The two sides have exchanged in recent months written proposals regarding the treaty which Baku hopes will help to restore full Azerbaijani control over Nagorno-Karabakh. Few of their details have been made public so far.
Agnesa Khamoyan, a parliament deputy from the main opposition Hayastan alliance, said on Wednesday that two months ago she sent a letter to Armen Grigorian, the secretary of Armenia’s Security Council, asking him to let her see Yerevan’s proposals sent to Baku.
“As a member of the National Assembly, I have a right to familiarize myself with that document,” said Khamoyan. “They have not replied to me.”
She accused Prime Minister Nikol Pashinian’s government of deliberately withholding such information from the public.
“They present one thing to the public but clearly negotiate on something else,” she claimed.
Hayk Konjorian, the parliamentary leader of Pashinian’s Civil Contract party, dismissed the opposition complaints when he addressed the National Assembly on Tuesday. Konjorian argued that opposition lawmakers have previously turned down Pashinian’s offers to meet with them behind the closed doors to discuss details of the negotiating process.
“I can read and don’t need any intermediaries,” countered Khamoyan. “I can read that treaty and don’t need any assistants, whether it’s Nikol Pashinian or somebody else.”
Hayastan and the second parliamentary opposition force, Pativ Unem, regularly accuse Pashinian of being ready to recognize Azerbaijani sovereignty over Karabakh. As recently as on Tuesday, the Armenian parliament’s pro-government majority rejected a Hayastan proposal to adopt a resolution voicing support for the Karabakh Armenians’ right to self-determination.

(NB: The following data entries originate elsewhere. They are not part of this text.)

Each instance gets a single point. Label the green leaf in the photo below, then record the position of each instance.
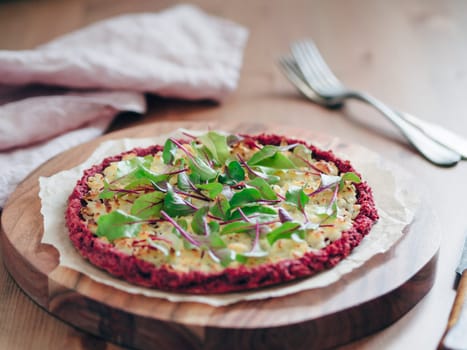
(234, 173)
(259, 213)
(213, 189)
(285, 231)
(169, 151)
(202, 169)
(329, 180)
(148, 205)
(199, 224)
(106, 193)
(221, 208)
(118, 224)
(183, 182)
(175, 205)
(266, 152)
(162, 248)
(297, 197)
(237, 227)
(264, 188)
(271, 156)
(216, 241)
(245, 196)
(301, 155)
(349, 176)
(216, 145)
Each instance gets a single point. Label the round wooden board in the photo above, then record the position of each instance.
(364, 301)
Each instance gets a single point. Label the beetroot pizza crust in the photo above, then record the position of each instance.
(242, 278)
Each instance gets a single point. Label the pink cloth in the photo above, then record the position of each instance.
(68, 91)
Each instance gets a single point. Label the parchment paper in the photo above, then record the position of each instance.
(389, 182)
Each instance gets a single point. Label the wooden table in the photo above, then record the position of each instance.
(411, 54)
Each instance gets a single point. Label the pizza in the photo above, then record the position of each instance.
(218, 212)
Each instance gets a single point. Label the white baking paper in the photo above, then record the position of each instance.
(395, 206)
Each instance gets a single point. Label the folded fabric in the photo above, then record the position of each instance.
(68, 90)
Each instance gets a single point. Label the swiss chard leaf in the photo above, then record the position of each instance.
(199, 225)
(256, 213)
(256, 251)
(221, 208)
(301, 156)
(234, 173)
(264, 188)
(148, 205)
(175, 205)
(118, 224)
(297, 197)
(349, 176)
(285, 231)
(107, 192)
(184, 182)
(271, 156)
(202, 169)
(213, 189)
(217, 146)
(169, 151)
(245, 196)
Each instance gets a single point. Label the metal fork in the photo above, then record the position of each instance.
(311, 70)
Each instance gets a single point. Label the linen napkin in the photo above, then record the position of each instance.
(68, 91)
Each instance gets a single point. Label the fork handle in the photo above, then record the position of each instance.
(429, 148)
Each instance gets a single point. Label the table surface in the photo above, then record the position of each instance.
(411, 54)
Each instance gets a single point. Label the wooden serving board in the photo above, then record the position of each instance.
(362, 302)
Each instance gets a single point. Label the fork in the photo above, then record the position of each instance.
(308, 71)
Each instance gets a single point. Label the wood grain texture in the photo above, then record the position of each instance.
(409, 53)
(361, 303)
(455, 336)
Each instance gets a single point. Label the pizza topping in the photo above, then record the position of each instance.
(220, 200)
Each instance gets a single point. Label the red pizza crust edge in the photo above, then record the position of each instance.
(143, 273)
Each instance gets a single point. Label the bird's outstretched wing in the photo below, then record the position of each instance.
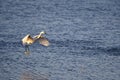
(44, 41)
(27, 39)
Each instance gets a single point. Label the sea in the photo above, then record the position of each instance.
(84, 38)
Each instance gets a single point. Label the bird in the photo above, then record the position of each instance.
(28, 40)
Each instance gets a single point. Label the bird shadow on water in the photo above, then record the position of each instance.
(27, 75)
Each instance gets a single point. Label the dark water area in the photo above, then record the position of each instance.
(84, 39)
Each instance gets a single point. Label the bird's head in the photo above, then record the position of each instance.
(42, 32)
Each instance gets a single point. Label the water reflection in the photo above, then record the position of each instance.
(27, 75)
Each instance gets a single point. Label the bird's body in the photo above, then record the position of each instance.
(28, 40)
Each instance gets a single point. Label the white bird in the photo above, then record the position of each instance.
(28, 40)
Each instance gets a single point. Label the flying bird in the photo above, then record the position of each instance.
(28, 40)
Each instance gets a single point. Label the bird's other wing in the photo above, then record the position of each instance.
(26, 39)
(44, 41)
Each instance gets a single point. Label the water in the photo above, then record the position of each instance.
(84, 37)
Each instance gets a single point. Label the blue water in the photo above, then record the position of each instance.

Parliament speaker Alen Simonian said late last month that Yerevan and Baku continue to disagree on “three or four” elements of the would-be peace treaty. He did not disclose them.
Pashinian complained last week that the Azerbaijani side is rejecting most Armenian proposals on the would-be treaty and making more demands unacceptable to Armenia. He said that he will not sign any “capitulation” deals.
For his part, Azerbaijani President Ilham Aliyev declared at the weekend that he will not sign such an accord unless Yerevan recognizes Karabakh as a part of Azerbaijan and accepts Baku’s terms for demarcating the Armenian-Azerbaijani border. The Armenian Foreign Ministry responded by accusing Aliyev of “doing everything to make peace in the region impossible.”